DSM-5: Somatische symptomen en gerelateerde stoornissen
-
Somatic symptom Disorder: overdreven bezorgdheid omtrent 1 symptoom
Illness Anxiety Disorder: overdreven angst om een ernstige ziekte te hebben
Conversion Disorder: Door acute stress schakelen de hersenen bepaalde lichamelijke
functies uit. Hierdoor ontstaat het beeld dat kan lijken op een neurologische ziekte
Psychological Factors affecting other medical conditions
Factitious Disorder: zichzelf symptomen toebrengen (Munchausen) of bij iemand anders
(Munchausen by proxy)
Conversiestoornis
A. Een of meer symptomen of uitvalsverschijnselen die de willekeurige motorische of
sensorische functies treffen, die doen denken aan een neurologische of andere somatische
aandoening.
B. Psychische factoren worden verondersteld met het symptoom of uitvalsverschijnsel samen
te hangen omdat het begin of het verergeren van het symptoom of uitvalsverschijnsel
voorafgegaan wordt door conflicten of andere stressveroorzakende factoren.
C. Het symptoom of uitvalsverschijnsel wordt niet met opzet veroorzaakt of voorgewend (zoals
bij de nagebootste stoornis of simulatie).
D. Het symptoom of uitvalsverschijnsel is, na adequaat medisch onderzoek niet eerder toe te
schrijven aan een bekende somatische aandoening of het directe effect van een middel of als
een cultureel aanvaarde vorm van gedrag of ervaring.

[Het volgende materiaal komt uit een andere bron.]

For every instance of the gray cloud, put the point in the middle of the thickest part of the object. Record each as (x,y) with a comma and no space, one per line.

E. Het symptoom of uitvalsverschijnsel veroorzaakt in significante mate lijden of beperkingen
F. Het symptoom of uitvalsverschijnsel is niet beperkt tot pijn of seksuele dysfunctie, komt niet
uitsluitend voor in het beloop van een somatisatiestoornis en is niet eerder toe te schrijven
aan een andere psychische stoornis.
→
Meest voorkomende uitingen van conversiestoornis zijn verlamming van de ledematen,
problemen met gezicht of gehoor, algemene vermindering van de zintuiglijke
waarneming en verlies van het spraakvermogen. Ook kunnen motorische stoornissen of
stuipen optreden. Het komt voor dat klachten snel verdwijnen als de patiënt in het
ziekenhuis wordt opgenomen, maar vaak keren deze later weer terug.